Maybe they’re in the back yard. You decide to wander around back. “Andrew? Uncle Leon?” you call out as you unlatch the gate. No answer. You wander into the yard. You don’t see anyone. But then the shed catches your eye. It’s the big shed, almost a barn really, where your uncle keeps a lot of his farm equipment. Except for right now, apparently, since a bunch of it is now piled outside along the wall. The shed door’s ajar. You walk closer. That’s when you start to hear the chants.

You peer in through the crack in the door. You see Andrew, tied to one of the load-bearing posts in the middle of the shed. He’s gagged, and you can see he’s been crying. He’s surrounded by nearly two dozen men and women wearing black robes and featureless white masks. They’re standing in a circle around the post, chanting. But one of them, across the circle from you, stares straight at you, stops chanting, and points.

You back away and start to run, but something hits your head from behind. The next few minutes are a blur of stumbling, spilling out on the wet grass, hands seizing you, arms hoisting you backward, scratchy ropes cinching into your torso and arms, a mouthful of cloth, and the muffled sobs coming from Andrew on the other side of the post.

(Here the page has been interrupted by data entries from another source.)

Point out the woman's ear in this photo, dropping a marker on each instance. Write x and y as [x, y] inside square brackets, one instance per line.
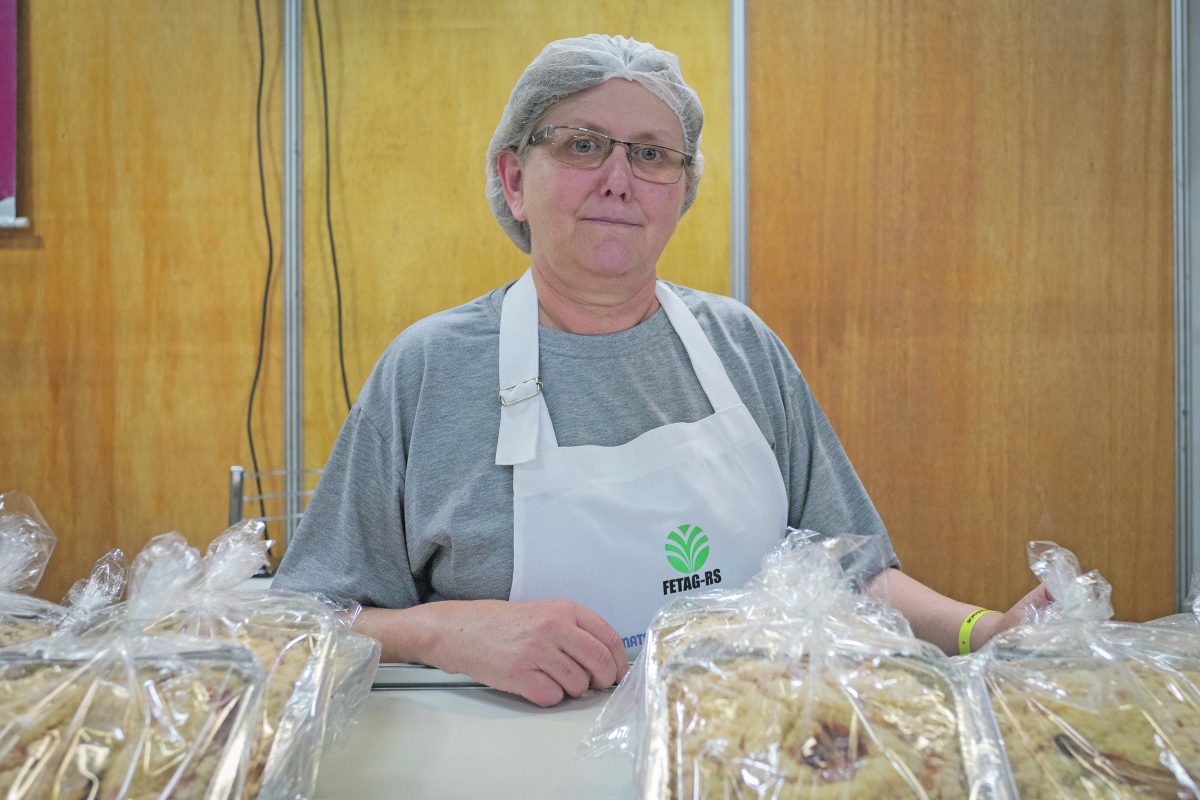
[509, 168]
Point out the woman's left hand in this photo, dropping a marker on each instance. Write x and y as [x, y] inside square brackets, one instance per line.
[994, 624]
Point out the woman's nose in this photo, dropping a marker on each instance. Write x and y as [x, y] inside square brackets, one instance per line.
[617, 172]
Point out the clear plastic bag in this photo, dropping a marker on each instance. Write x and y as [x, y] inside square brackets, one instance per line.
[293, 636]
[1087, 707]
[25, 547]
[118, 714]
[355, 662]
[797, 686]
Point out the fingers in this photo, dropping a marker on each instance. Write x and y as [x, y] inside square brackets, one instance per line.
[606, 636]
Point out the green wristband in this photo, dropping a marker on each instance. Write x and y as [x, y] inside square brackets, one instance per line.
[967, 626]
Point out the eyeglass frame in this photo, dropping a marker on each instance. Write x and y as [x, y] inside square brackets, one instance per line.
[544, 134]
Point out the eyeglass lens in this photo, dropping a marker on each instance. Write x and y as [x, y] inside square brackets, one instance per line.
[587, 150]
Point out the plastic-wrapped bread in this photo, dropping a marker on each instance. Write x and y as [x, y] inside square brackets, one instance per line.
[355, 661]
[25, 547]
[118, 714]
[1092, 708]
[798, 686]
[736, 720]
[292, 635]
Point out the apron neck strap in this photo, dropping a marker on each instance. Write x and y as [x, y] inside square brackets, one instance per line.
[705, 361]
[525, 417]
[520, 390]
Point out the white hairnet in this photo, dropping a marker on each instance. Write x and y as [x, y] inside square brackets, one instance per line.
[573, 65]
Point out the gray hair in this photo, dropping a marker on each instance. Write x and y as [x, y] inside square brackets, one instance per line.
[571, 65]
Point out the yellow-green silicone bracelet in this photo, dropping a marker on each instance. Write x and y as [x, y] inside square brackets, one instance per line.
[967, 626]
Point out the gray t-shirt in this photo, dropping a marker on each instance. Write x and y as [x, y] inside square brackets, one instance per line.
[412, 509]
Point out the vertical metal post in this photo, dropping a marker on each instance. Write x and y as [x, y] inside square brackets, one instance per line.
[1186, 122]
[237, 477]
[739, 248]
[293, 284]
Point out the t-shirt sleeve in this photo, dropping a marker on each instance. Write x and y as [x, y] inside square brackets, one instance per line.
[825, 492]
[351, 542]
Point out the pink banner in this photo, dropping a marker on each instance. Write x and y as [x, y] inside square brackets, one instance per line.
[7, 106]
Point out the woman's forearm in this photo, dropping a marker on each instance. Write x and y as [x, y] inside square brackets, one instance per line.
[934, 617]
[406, 635]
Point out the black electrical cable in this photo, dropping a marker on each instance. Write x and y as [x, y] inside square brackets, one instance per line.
[270, 263]
[329, 220]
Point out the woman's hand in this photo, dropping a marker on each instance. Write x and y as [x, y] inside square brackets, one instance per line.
[995, 624]
[541, 650]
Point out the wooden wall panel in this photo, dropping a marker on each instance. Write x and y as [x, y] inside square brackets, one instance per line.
[960, 222]
[415, 92]
[131, 310]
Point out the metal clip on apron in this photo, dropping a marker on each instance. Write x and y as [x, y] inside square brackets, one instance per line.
[621, 530]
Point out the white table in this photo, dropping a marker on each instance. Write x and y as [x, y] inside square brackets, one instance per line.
[436, 737]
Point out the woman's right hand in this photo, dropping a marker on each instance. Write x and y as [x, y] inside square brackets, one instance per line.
[541, 650]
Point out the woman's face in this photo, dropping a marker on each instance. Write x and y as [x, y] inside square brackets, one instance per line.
[591, 226]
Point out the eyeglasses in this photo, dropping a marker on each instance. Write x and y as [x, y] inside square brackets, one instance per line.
[586, 149]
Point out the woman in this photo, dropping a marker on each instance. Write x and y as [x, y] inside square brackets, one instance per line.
[527, 477]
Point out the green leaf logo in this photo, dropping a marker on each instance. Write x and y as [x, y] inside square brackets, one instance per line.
[687, 548]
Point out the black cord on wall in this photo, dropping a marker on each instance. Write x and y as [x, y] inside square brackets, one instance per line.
[270, 240]
[270, 260]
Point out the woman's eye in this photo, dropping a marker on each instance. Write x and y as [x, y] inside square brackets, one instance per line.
[583, 146]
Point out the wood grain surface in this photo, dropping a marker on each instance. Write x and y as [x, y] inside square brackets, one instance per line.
[960, 223]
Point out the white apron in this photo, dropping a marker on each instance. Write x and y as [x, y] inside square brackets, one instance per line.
[621, 530]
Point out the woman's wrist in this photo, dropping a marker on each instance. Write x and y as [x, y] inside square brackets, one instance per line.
[977, 629]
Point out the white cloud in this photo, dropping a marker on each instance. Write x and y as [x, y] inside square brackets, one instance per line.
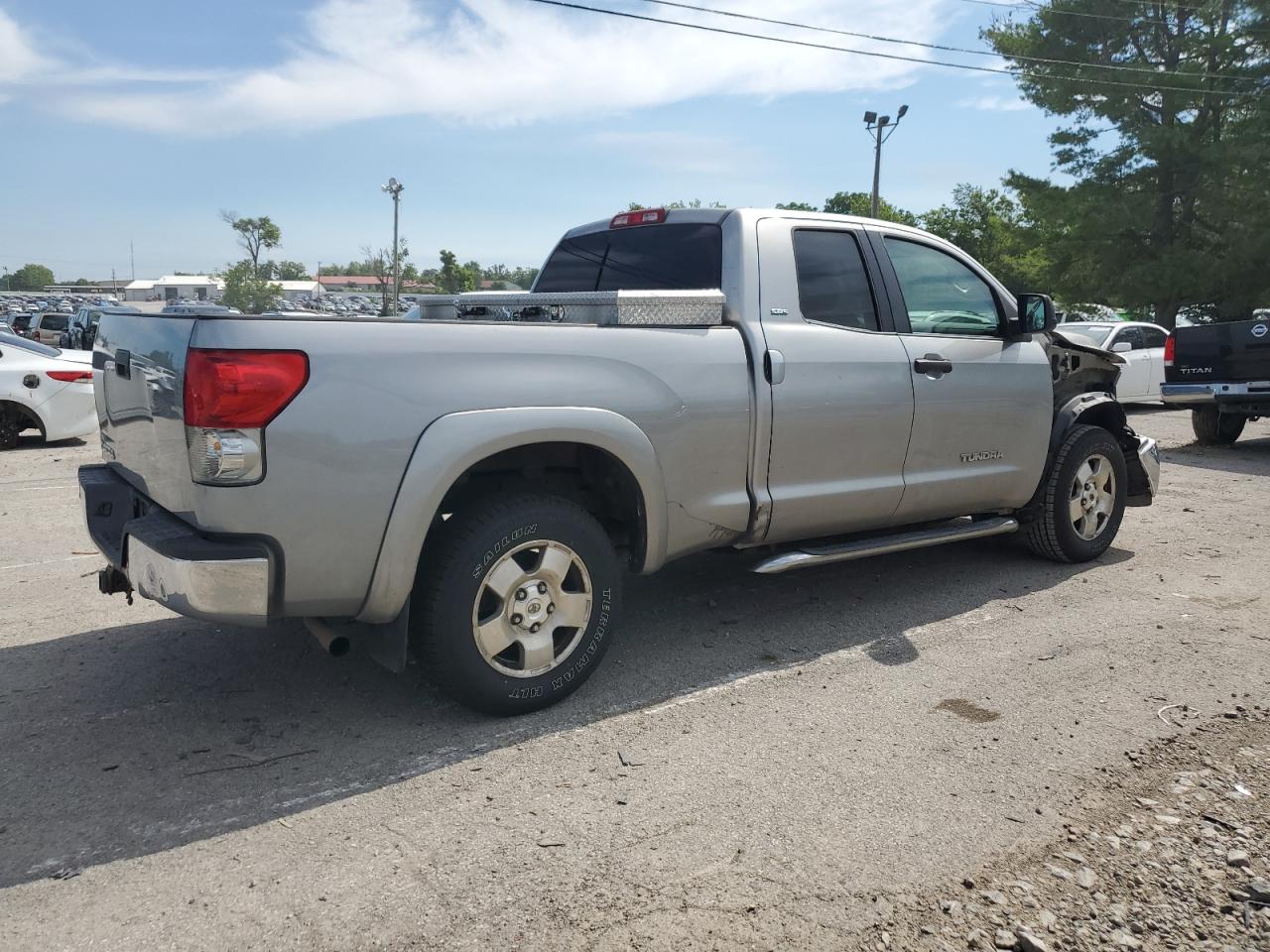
[508, 61]
[18, 60]
[994, 103]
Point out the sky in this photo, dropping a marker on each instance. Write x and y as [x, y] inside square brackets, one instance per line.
[508, 121]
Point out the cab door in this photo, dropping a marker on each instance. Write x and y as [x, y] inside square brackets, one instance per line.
[842, 395]
[982, 399]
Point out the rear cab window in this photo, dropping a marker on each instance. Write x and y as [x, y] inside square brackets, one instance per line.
[668, 257]
[832, 280]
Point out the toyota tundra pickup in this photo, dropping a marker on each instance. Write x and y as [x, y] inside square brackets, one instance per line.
[468, 488]
[1222, 372]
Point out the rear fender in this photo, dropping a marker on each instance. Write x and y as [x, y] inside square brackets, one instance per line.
[452, 444]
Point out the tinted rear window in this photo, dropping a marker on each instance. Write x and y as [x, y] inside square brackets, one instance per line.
[652, 258]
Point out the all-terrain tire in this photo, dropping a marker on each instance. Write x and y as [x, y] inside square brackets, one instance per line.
[1055, 534]
[1215, 429]
[456, 601]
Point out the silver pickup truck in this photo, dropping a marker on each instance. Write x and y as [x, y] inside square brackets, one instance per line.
[470, 486]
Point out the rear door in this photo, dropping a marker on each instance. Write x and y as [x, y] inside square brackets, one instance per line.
[842, 397]
[983, 402]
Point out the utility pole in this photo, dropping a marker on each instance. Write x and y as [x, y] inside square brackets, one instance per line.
[394, 188]
[876, 127]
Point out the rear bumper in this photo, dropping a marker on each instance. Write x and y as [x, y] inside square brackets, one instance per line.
[168, 561]
[1148, 457]
[1216, 393]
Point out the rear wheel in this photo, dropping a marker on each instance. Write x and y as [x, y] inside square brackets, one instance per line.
[516, 602]
[1214, 428]
[1083, 498]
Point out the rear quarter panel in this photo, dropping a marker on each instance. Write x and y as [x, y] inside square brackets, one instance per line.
[336, 453]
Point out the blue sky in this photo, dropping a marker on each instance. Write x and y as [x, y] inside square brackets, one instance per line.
[507, 121]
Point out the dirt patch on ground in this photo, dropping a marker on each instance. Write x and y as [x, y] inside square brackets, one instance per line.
[1170, 853]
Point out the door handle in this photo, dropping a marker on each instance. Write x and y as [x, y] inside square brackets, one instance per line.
[933, 365]
[774, 366]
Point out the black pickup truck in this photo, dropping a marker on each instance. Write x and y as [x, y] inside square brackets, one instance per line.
[1220, 371]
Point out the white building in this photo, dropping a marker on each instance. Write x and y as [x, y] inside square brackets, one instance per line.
[139, 291]
[299, 290]
[194, 287]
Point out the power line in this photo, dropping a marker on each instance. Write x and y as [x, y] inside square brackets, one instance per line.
[810, 45]
[1026, 5]
[1119, 67]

“Ladies and gentlemen,” you hear a voice. It sounds like your Uncle Leon’s. “The gods have seen fit to ask for a second sacrifice.”

The chanting begins again, in a language you don’t recognize. The howl of the storm gets louder and closer. When it tears the roof off the shed, the circle of chanters backs up to the walls. But they raise their arms and keep chanting. And then the lightning hits.